Theranos CEO Elizabeth Holmes was a persuasive promoter. She convinced many presumably intelligent people that Theranos had developed a technology which could take a few blood drops from a finger prick to test for myriad diseases. The Theranos hoopla turned out to be just another point on the Silicon Valley “Fake-it-Till-You-Make-it” spectrum of BS. This past January, Holmes was found guilty of wire fraud and conspiracy to commit fraud.

Theranos is hardly unique, though successful criminal prosecutions are rare. As the pitch-person mantra goes, “We aren’t selling products; we’re selling dreams.” Too often, investors are beguiled by products and technologies they don’t understand. Mysterious complexity only adds to the allure: “If we don’t understand them, they must be really smart.”

For the past several years, the center of the dream universe has been artificial intelligence, which Sundar Pichai, Alphabet’s GOOG, -3.04% CEO, has compared to mankind’s harnessing of fire and electricity. The Association of National Advertisers selected “AI” as the marketing word of the year in 2017.

AI is really good at performing narrowly defined chores that require a prodigious memory and fast calculations, but brittle and unreliable at tasks which require more than the identification of statistical patterns in test data. Thus, machine learning pioneer Andrew Ng cautioned that, “Those of us in machine learning are really good at doing well on a test set but unfortunately deploying a system takes more than doing well on a test set.”

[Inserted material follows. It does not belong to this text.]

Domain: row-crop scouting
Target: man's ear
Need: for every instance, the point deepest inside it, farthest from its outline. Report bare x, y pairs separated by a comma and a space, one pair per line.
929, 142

The real world is messy and AI algorithms struggle with messy data and complex goals. In the game Go, for example, the rules and the goal are clear and AI algorithms can defeat the best human players. If, however, the rules were changed or the goals could not be quantified, the algorithms would flop. If, for example, Go’s 19-by-19 grid used today was changed to the 17-by-17 board that was used centuries ago, human experts would still play expertly but AI algorithms trained on a 19-by-19 board would be helpless. If the goal was to create an aesthetically pleasing pattern of stones, AI algorithms would be clueless.

Similarly, large language models (LLMs) are currently all the rage because they are astonishing good at mimicking human conversation and answering straightforward factual questions that have correct/incorrect answers. They often struggle, however, with questions involving opinions about unfamiliar situations. Consider these exchanges the author had with OpenAI’s GPT-3 LLM, which has 450 gigabytes of input data and 175 billion parameters:

Gary:  Is it safe to walk upstairs on my hands if I wash them first?

GPT-3:  Yes, it is safe to walk upstairs on your hands if you wash them first.

Gary:  Should fans wear night-vision goggles when the World Series is played at night?

GPT-3: There is no right or wrong answer to this question, it is simply a matter of preference. Some fans may feel more comfortable wearing night-vision goggles during night games, while others may not feel the need to.

Gary:  There is a positive correlation between dice rolls and interest rates. If dice rolls increase should I buy a cup of coffee?

GPT-3:  This is difficult to answer without more information. Generally speaking, if there is a positive correlation between dice rolls and interest rates, it may be a good idea to buy a cup of coffee. However, it is always best to speak with a financial adviser to get the most accurate advice.

Real-world challenges

Unfortunately, most potential real-world uses of AI involve evolving situations with imprecise goals. For example, soon after IBM’s Watson defeated the best human Jeopardy game players, IBM IBM, -1.28% boasted that Watson would revolutionize health care: “Watson can read all of the healthcare texts in the world in seconds, and that’s our first priority, creating a ‘Dr. Watson,’ if you will.”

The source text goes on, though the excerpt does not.